Technology and innovation lend visibility to heronry survey

With special consent from Natural England, Assistant Warden Mischa Cross explains how specialist equipment was used with careful planning to accurately survey nesting Grey Herons at Pitsford.

In early May 2017, the heronry at Pitsford Reservoir Nature Reserve was surveyed using a drone to see if a more accurate count of nests could be established with this method, rather than counting from on the ground. The trial proved very successful with 14 nests counted from the drone footage, compared with 10 nests counted from the ground.

Aerial footage of Pitsford Water Nature Reserve Heronry using a drone, May 2017. The nests are clearly visible and can easily be counted from the photographs.

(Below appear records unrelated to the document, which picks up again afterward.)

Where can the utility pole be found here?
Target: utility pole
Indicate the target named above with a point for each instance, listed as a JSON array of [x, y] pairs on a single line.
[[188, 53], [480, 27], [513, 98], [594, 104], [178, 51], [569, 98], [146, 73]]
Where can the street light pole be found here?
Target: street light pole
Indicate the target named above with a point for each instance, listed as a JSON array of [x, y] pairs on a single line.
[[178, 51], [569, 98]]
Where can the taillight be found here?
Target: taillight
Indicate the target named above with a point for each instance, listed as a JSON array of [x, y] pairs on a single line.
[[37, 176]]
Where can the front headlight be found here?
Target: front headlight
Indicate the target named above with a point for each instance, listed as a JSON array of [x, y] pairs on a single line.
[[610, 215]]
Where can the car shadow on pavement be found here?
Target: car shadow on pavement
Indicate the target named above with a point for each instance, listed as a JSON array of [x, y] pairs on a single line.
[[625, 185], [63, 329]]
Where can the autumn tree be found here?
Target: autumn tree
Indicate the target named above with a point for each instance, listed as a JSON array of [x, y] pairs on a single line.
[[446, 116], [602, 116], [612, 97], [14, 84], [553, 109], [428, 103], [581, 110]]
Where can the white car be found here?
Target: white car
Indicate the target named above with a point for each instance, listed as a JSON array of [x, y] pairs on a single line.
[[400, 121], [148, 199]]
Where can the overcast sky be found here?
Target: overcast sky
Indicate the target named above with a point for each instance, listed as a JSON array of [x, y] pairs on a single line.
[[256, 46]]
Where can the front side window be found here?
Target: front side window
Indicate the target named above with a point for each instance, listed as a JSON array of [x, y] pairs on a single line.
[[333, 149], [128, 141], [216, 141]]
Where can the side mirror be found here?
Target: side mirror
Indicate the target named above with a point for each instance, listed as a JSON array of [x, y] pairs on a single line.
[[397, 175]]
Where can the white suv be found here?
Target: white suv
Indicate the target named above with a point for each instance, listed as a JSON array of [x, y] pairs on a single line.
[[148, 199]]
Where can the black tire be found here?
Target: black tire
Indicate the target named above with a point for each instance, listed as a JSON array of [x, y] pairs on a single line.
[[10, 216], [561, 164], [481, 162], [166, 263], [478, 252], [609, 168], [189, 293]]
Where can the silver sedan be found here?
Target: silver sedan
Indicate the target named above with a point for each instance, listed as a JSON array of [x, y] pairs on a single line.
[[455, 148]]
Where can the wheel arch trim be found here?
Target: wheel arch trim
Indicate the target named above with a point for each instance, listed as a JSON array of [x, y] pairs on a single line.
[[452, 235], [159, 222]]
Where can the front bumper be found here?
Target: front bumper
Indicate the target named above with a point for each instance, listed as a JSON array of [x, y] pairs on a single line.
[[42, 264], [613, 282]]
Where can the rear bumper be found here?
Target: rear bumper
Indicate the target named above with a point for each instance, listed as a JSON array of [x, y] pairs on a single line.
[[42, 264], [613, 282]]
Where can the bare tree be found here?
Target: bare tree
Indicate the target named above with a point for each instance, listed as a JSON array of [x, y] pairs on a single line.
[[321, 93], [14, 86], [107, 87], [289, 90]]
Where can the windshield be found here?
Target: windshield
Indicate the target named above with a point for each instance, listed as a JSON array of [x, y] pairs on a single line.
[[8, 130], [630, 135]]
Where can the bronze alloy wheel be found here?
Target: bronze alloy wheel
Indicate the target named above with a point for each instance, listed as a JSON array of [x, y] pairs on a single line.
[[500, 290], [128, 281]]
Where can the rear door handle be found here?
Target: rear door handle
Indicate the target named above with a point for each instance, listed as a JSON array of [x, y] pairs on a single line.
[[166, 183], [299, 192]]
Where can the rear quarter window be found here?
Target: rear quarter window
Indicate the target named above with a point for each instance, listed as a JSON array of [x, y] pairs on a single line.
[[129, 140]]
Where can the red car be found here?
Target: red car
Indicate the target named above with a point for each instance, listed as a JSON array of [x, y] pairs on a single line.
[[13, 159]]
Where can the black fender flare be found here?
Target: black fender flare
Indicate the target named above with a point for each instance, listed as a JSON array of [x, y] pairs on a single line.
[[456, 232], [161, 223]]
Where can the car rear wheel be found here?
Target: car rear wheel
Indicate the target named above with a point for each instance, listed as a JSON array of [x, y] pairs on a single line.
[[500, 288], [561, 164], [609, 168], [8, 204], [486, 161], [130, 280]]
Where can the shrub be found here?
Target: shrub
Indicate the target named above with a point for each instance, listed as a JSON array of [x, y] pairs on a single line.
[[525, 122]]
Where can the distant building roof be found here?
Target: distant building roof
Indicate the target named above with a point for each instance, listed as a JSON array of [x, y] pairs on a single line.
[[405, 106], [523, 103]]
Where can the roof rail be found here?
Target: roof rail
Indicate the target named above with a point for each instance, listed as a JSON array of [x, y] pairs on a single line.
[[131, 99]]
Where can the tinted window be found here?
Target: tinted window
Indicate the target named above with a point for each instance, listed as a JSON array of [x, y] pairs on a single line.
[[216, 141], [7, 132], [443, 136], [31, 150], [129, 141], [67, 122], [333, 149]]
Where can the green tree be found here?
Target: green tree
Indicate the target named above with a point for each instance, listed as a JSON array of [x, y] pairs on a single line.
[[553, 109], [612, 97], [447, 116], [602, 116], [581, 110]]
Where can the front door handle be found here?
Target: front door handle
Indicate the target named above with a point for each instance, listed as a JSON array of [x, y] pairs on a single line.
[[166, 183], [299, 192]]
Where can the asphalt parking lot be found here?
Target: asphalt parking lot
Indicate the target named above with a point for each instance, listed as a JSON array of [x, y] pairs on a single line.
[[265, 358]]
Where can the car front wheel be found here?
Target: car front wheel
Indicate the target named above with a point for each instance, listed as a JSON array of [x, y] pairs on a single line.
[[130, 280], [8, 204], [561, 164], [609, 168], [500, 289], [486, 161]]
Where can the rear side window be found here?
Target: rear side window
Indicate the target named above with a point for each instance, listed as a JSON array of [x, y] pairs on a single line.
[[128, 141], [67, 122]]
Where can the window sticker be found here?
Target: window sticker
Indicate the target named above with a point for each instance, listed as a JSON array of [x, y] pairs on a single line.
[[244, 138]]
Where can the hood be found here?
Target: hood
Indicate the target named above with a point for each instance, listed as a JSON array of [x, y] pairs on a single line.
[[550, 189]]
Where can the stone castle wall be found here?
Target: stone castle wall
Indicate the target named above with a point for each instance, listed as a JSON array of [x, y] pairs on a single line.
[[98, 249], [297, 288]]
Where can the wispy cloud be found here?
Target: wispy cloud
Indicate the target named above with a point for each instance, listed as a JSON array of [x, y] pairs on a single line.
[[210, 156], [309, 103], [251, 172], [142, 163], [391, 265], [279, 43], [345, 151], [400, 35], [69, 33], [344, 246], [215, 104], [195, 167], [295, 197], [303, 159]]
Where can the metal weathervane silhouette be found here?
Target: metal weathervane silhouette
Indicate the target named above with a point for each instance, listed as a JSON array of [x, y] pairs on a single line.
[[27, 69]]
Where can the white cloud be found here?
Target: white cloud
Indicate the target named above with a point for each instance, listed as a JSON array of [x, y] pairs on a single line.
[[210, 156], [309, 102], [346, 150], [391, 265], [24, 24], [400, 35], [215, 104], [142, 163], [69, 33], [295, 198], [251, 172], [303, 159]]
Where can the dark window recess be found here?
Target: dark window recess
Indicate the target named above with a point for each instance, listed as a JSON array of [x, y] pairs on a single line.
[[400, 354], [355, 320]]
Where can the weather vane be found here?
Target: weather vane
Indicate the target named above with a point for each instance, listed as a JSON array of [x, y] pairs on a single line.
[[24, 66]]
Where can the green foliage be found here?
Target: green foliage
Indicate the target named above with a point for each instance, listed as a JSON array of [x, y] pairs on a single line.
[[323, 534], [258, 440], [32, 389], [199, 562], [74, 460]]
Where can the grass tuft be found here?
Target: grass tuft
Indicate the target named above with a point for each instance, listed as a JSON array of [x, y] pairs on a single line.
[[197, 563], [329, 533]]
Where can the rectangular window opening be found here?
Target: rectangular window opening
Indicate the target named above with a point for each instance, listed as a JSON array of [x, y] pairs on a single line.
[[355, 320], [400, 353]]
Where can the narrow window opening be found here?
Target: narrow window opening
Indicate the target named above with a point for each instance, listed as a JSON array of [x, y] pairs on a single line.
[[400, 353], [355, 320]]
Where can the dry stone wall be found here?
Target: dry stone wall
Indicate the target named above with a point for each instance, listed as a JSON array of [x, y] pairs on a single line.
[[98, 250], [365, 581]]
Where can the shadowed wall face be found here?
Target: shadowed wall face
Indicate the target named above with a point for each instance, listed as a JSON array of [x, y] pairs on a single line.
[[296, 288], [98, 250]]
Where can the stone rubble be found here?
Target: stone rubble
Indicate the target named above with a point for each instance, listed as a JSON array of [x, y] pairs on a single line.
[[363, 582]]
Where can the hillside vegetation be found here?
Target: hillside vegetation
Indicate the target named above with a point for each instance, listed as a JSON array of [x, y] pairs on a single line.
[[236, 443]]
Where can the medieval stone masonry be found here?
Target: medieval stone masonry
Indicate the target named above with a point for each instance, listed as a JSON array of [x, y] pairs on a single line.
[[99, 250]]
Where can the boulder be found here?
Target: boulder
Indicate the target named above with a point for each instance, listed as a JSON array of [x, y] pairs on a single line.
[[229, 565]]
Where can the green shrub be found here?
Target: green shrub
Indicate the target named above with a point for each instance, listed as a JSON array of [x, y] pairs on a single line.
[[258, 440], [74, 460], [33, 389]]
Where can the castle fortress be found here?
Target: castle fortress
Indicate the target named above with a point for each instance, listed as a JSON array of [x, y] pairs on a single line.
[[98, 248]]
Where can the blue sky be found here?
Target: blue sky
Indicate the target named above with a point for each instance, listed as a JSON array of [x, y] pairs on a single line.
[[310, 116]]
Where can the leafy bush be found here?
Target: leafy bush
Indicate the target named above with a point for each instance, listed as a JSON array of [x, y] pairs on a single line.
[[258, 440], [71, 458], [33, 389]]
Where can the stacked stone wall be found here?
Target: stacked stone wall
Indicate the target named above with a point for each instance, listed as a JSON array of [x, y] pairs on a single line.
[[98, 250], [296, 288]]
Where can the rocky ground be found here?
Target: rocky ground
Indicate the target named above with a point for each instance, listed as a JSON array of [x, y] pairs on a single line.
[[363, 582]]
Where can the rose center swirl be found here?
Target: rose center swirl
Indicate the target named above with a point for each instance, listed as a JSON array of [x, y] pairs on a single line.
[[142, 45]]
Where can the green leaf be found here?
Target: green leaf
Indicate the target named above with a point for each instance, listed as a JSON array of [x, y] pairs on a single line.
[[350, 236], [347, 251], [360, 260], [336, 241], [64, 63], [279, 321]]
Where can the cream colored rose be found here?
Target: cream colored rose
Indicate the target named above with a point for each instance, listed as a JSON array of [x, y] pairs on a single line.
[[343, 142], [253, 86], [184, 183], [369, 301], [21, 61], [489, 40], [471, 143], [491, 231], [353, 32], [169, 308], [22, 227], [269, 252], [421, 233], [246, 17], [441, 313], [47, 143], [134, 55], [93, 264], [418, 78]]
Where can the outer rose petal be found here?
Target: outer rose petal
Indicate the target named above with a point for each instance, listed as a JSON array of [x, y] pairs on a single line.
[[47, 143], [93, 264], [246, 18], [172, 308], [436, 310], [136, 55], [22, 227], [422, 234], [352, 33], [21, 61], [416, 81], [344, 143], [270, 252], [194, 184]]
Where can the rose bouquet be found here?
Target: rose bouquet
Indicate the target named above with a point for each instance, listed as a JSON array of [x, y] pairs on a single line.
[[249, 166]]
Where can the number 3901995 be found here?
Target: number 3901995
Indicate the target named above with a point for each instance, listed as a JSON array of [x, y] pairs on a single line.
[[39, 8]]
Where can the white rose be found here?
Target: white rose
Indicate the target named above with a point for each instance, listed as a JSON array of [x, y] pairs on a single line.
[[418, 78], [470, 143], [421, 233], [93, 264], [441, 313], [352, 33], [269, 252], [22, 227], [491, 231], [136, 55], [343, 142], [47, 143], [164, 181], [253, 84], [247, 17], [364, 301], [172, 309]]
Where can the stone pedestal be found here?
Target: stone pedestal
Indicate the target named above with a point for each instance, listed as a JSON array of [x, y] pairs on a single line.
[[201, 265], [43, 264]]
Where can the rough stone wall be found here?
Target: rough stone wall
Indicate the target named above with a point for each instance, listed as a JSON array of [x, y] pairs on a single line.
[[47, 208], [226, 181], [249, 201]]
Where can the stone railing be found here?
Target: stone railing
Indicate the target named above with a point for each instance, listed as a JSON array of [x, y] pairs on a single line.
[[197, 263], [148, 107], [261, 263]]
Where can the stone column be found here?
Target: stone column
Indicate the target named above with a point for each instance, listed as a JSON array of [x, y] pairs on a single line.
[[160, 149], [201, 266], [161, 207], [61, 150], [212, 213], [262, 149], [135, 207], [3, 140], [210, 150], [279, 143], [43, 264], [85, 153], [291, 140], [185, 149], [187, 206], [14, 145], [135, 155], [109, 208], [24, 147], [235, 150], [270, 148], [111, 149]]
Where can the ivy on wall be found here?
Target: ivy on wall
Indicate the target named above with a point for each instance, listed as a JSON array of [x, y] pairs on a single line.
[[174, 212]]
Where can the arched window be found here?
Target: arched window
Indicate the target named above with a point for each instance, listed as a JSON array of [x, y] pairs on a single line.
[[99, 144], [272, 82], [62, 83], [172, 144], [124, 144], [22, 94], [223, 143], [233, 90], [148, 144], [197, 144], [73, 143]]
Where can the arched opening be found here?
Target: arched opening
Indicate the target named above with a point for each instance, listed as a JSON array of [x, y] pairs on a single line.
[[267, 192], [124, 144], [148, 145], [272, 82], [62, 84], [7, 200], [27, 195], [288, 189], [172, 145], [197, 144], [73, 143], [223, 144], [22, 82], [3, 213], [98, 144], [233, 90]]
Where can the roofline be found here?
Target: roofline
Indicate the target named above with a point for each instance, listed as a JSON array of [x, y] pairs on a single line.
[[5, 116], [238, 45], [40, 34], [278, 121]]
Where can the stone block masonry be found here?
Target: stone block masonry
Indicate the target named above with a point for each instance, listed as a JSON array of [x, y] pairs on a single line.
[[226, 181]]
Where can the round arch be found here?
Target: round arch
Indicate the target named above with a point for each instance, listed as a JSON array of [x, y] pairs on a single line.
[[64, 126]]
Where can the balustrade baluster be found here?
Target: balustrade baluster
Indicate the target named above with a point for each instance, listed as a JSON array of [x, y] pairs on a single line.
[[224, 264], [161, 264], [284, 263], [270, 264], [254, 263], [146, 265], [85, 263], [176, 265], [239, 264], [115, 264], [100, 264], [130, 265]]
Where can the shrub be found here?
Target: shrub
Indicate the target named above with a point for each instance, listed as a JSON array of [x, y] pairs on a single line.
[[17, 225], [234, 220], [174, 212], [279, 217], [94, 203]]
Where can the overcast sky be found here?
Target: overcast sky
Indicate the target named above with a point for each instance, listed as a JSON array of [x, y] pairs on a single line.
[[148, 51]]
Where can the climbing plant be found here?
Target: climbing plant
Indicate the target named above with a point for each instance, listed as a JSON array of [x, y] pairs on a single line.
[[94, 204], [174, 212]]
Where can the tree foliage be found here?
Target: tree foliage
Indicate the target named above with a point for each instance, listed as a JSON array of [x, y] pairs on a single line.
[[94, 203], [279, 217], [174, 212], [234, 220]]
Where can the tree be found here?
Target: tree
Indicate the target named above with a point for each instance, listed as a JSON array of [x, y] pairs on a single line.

Young birds can be seen on the nests.

The survey was timed so that the eggs had hatched. This meant adult birds would not be sitting on the nests incubating eggs, as they may be inclined to leave the nest, risking damage or chilling of the eggs. One flight was sufficient to get the required footage and it lasted no longer than 10 minutes. The drone used was a DJI Phantom Vision 2+ v.3, which can fly up to a maximum height of 300ft. For this survey the height was set at 200ft so better quality images could be captured in an attempt to see if egrets were also using the area. It was hoped to get video footage but unfortunately this was unavailable on the day of the survey. The drone was piloted by fully qualified, CAA approved and insured pilot, Josh Hellon. The pilot was always in full manual control of the UAV/drone and it has a failsafe that returns it to the take-off point if there are any problems.

Observations were made from the ground while the drone was in the air to see how the birds in the area reacted to the presence of the drone. No obvious signs of disturbance were witnessed. As the eggs were hatched, the adult birds are likely to have been away from the nest collecting food.